Il pubblico come rispose?
“Il successo fu immediato. Puccini entrò in sintonia con chi si sedeva a teatro, la sua capacità comunicativa si fondava proprio sulla melodia. Era il sentimento a parlare alla gente, la forza espressiva, l’intensità. In una lettera ai librettisti si raccomandava: Forza, spremetevi il cuore e il cervello e preparatemi quella tal cosa che faccia piangere il mondo. Emozione e commozione lasciavano la platea e il loggione in uno stato di sospensione, nell’attesa di scoprire quel che sarebbe accaduto. Esemplare è il soggetto di Edgar, che ruota attorno a una frase: fra la coppa e le labbra c’è ancora spazio per una sciagura. Lo rimproveravano di essere retorico e mirare alle corde più semplici. Tutto il contrario: non è stato un autore facile, piuttosto un genio della musica colta del Novecento, tuttora uno degli autori più rappresentati ovunque. Con lui si chiude la grande stagione del nostro melodramma”.
Gli fecero pagare il trionfo?
“Manon, la terza opera, l’aveva issato sulla vetta a 35 anni. Troppo presto e troppo in alto per l’Italia, che da sempre pratica l’invidia come sport nazionale. La critica prezzolata lo attese al varco: una gazzarra inscenata ai suoi danni accolse la prima milanese della Butterfly nel 1904. Il capolavoro eterno annegato tra i fischi: un linciaggio, lo definì Giacomo furioso. Però l’ispirazione non ne risentì, del resto era nato agonista. Viveva per la musica, la sua religione, che voleva appartenesse a tutte le epoche e a tutto il mondo”.
Era l’incubo dei librettisti, perfino quelli più famosi. Non si capivano?

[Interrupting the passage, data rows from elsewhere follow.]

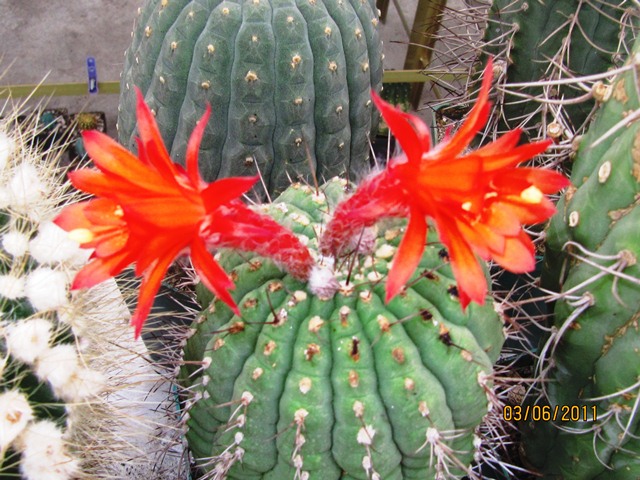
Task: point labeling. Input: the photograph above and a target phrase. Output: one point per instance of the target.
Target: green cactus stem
(336, 384)
(555, 40)
(591, 360)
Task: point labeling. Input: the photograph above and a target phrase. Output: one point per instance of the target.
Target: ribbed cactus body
(555, 39)
(595, 361)
(302, 386)
(288, 82)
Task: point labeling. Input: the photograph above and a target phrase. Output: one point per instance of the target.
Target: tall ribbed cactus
(288, 81)
(591, 363)
(72, 381)
(302, 386)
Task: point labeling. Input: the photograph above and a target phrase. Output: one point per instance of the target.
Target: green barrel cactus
(289, 82)
(555, 40)
(340, 385)
(591, 362)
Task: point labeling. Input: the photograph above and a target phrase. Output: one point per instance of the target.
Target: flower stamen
(532, 195)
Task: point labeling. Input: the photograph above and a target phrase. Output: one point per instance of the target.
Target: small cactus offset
(288, 81)
(547, 47)
(43, 375)
(590, 364)
(308, 385)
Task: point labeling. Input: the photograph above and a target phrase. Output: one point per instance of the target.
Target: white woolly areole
(11, 286)
(26, 189)
(84, 383)
(366, 434)
(53, 245)
(28, 340)
(7, 148)
(15, 413)
(15, 243)
(44, 453)
(57, 365)
(322, 282)
(46, 289)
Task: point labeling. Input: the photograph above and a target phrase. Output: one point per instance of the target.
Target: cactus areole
(288, 80)
(301, 386)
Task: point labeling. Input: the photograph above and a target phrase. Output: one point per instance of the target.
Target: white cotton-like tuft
(84, 383)
(365, 435)
(57, 365)
(28, 340)
(322, 282)
(15, 243)
(44, 453)
(12, 287)
(15, 413)
(26, 189)
(53, 245)
(46, 289)
(7, 148)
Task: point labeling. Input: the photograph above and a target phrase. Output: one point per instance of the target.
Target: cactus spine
(591, 360)
(291, 79)
(71, 379)
(343, 387)
(555, 40)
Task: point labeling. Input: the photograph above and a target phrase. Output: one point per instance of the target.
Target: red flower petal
(408, 255)
(211, 274)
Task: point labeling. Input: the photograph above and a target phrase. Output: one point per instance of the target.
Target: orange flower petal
(211, 274)
(408, 255)
(100, 269)
(472, 284)
(411, 132)
(149, 288)
(193, 148)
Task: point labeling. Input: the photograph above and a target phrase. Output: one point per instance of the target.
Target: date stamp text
(548, 413)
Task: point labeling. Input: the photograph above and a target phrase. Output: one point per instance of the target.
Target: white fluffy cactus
(70, 386)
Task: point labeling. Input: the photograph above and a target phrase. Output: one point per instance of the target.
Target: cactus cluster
(72, 381)
(302, 386)
(290, 78)
(590, 362)
(42, 372)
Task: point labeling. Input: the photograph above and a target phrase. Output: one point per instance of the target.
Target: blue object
(93, 75)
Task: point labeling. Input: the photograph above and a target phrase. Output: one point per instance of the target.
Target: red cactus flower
(478, 199)
(149, 210)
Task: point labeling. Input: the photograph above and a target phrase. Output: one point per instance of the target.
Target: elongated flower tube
(478, 200)
(149, 210)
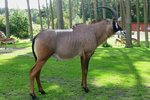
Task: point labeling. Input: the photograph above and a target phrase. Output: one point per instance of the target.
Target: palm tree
(40, 15)
(7, 19)
(104, 11)
(70, 13)
(83, 11)
(138, 22)
(30, 20)
(128, 24)
(52, 16)
(47, 15)
(146, 22)
(95, 9)
(60, 14)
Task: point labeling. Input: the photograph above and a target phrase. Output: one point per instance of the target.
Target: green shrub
(19, 24)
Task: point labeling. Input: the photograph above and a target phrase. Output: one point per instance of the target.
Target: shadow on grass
(61, 80)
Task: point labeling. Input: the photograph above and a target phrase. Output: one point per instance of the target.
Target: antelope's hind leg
(84, 66)
(35, 72)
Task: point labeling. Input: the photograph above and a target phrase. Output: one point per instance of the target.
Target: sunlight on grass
(114, 73)
(144, 70)
(115, 79)
(54, 87)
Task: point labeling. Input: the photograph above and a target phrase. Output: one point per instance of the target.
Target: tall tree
(146, 22)
(52, 16)
(83, 11)
(104, 10)
(123, 13)
(47, 14)
(41, 22)
(60, 20)
(128, 24)
(70, 13)
(138, 22)
(7, 19)
(95, 9)
(30, 20)
(90, 10)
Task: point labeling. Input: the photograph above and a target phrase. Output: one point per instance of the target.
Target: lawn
(114, 74)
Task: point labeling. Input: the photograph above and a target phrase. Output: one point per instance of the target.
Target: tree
(30, 20)
(138, 22)
(83, 11)
(95, 9)
(104, 11)
(128, 24)
(60, 20)
(41, 22)
(70, 13)
(90, 11)
(52, 16)
(47, 15)
(7, 19)
(146, 22)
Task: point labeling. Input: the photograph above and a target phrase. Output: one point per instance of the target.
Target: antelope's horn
(114, 13)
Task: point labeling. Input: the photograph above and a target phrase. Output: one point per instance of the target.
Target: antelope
(81, 41)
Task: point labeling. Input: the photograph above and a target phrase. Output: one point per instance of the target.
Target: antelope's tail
(33, 42)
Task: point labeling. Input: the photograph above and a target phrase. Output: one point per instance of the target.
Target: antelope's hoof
(42, 91)
(33, 96)
(86, 89)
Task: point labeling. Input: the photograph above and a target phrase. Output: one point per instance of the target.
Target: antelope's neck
(100, 30)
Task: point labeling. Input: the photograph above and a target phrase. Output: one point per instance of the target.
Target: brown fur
(81, 41)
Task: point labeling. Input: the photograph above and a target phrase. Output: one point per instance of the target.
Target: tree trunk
(60, 15)
(138, 22)
(30, 20)
(104, 10)
(41, 22)
(146, 22)
(48, 20)
(7, 19)
(52, 16)
(70, 13)
(83, 11)
(128, 24)
(95, 9)
(89, 7)
(123, 14)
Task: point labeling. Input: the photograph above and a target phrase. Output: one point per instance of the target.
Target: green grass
(114, 74)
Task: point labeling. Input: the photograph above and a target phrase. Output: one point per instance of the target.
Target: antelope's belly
(64, 55)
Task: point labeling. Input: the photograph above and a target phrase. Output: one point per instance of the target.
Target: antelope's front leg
(33, 73)
(84, 66)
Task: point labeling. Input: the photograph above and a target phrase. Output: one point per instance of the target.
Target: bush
(19, 24)
(2, 23)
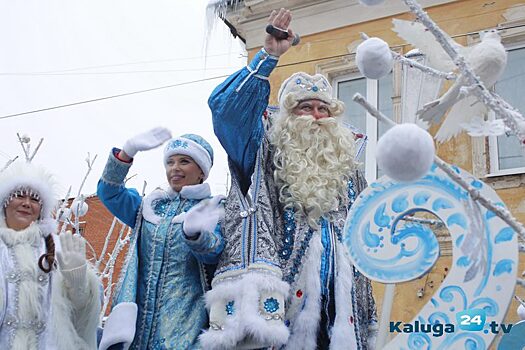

“La collaborazione con d’Annunzio non decollò per un contrasto fra due ego giganteschi. Inoltre la scrittura del Vate non si confaceva alla sua costruzione narrativa, che rispondeva a un’azione drammaturgica immediata. Certo la forma della parola era importante, ma doveva essere funzionale al teatro del melodramma più che alla letteratura in sé. Stesso problema lo afflisse nel rapporto con Pascoli, Verga e De Roberto. In fondo, a soddisfarlo pienamente furono solo Illica e Giacosa, anche se il tocco finale portava sempre il marchio di Giacomo: e muoio disperato, nell’aria celeberrima di Cavaradossi, è una sua invenzione”.

Amava le barche e le auto veloci, la caccia e il buon cibo. Ma più di tutto le donne?
“Tra vita e palco costituiscono un elemento intercambiabile. Puccini mette in scena eroine tragiche già in principio, perché è nella loro natura che diventino tali nello svolgimento della trama. Se le fa morire non è per odio o disprezzo, anzi: è stato un grande curioso delle donne che incontrava, per poi proiettarle nell’opera con una profondità psicologica superiore ai personaggi maschili”.
Ne ha avute tante?
“Tante, sì. Chissà quante volte avrà usato nella realtà lo stratagemma della gelida manina da riscaldare. Ma nessuna s’è mai sentita abbandonata al momento del congedo. Elvira, sua moglie, è stata la donna per la vita. L’unica. La chiamava con il nomignolo Topisia: era Tosca la gelosa ed era l’algida Turandot. Accettò i tradimenti di Giacomo, a malincuore, perché riconobbe un suo bisogno: devo amare per poter scrivere, ripeteva. Ed era vero”.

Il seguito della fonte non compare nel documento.